I know full well what I am capable of doing to others yet I hold back.  I'm not violent towards others anymore but instead I turn inward.  I don't let others see how miserable I am and I'm getting in the habit of wearing sunglasses quite often to hide my puffy eyes or the dark circles under them.  I had just realized that I have gone two and a half days without eating and I'm not even hungry.  I've been living on coffee and cigarettes along with 4 hours of sleep then staying up for 30+ hours over and over.  I have visions in my head of me doing things that are so vivid that I have to grab a hold of my bed just to remind myself that I'm not really doing what I think I'm doing in my head.  Meaning, I have fits of rage, towards myself, and I envision myself walking into the kitchen, grabbing a steak knife out of the block and stabbing it right into my neck.  It's such a vivid vision that I grab a hold of my bed to make myself realize that I'm still in bed, not doing what I think I'm doing but unable to stop myself from following through on.  

But let me tell you now, I'm not here for attention or sympathy from anyone.  I'm just here to get these thoughts out of my head.  I do not feel sorry for myself nor am I one of those woe is me types.  I do have my moments when it seems that way but outwardly, I'm strong with a very thick shell.  I smile a lot even with that rage or that feeling of helplessness inside of me because everyone has a story and everyone reacts differently to their situations.

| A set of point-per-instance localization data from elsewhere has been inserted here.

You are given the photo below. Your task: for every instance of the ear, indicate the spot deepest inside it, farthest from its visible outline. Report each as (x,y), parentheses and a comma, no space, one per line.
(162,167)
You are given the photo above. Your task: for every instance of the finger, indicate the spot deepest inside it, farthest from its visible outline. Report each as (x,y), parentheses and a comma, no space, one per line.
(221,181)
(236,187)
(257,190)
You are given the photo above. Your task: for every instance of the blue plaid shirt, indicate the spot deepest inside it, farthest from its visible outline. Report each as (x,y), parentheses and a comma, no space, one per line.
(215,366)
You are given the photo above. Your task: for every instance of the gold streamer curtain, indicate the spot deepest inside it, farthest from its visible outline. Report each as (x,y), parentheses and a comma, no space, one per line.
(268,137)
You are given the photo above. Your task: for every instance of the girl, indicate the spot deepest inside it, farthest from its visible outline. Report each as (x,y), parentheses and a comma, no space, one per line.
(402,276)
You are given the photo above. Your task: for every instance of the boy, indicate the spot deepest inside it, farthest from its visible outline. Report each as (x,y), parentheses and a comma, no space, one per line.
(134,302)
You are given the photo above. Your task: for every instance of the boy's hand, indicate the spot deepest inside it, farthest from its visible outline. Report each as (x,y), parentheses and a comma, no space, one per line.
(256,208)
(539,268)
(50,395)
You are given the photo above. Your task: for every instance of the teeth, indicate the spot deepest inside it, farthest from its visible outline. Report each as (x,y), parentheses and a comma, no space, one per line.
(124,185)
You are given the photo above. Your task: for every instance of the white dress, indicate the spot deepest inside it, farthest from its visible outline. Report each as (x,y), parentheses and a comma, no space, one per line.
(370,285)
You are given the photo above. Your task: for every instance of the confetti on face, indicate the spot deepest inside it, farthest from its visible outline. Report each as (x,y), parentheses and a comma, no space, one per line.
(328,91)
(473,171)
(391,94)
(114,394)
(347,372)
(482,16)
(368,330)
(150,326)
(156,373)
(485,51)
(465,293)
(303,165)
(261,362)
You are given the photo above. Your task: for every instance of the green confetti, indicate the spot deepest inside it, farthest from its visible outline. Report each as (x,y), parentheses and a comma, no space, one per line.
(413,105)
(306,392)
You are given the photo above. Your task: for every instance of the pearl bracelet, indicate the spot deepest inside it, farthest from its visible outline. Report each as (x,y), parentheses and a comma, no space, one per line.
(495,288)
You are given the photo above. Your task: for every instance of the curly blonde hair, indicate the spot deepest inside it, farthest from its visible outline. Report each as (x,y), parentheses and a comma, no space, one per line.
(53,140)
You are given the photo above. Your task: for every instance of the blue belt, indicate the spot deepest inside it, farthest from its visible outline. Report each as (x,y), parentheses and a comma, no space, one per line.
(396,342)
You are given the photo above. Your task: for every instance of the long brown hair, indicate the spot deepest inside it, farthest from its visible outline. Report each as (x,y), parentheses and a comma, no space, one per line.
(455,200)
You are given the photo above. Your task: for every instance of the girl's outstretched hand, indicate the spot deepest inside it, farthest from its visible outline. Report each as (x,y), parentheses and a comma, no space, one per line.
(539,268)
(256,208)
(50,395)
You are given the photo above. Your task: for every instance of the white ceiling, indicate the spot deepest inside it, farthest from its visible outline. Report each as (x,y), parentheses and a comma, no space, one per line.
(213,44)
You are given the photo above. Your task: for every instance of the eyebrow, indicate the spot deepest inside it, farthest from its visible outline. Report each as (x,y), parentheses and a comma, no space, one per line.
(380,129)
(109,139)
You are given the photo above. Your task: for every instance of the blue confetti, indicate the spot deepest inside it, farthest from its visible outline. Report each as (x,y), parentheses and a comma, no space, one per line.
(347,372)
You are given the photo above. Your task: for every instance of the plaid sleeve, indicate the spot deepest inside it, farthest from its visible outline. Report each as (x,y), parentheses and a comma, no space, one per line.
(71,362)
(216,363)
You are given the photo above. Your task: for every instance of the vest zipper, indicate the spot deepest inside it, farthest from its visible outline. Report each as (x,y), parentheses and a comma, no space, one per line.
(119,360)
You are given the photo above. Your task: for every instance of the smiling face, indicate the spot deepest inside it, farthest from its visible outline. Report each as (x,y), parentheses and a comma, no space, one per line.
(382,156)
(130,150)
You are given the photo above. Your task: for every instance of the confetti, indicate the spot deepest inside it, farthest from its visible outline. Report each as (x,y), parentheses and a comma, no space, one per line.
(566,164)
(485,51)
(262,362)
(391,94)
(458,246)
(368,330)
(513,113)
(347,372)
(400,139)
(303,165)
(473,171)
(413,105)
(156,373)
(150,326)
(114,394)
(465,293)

I do see myself as a strong person just because I do suffer from this bipolar disorder.  My body will not allow me the opportunity to take medications and trust me, I've had a lot to know better.  I fight this battle, tread this water, on my own.  I do not see a therapist nor do I want to.  I know, after years of seeing them, what I need to do to combat my darkest desires.

So with all of that out there, enjoy or despise my blogs, I really don't care.  This is my form of therapy when I have the willpower to follow through on it.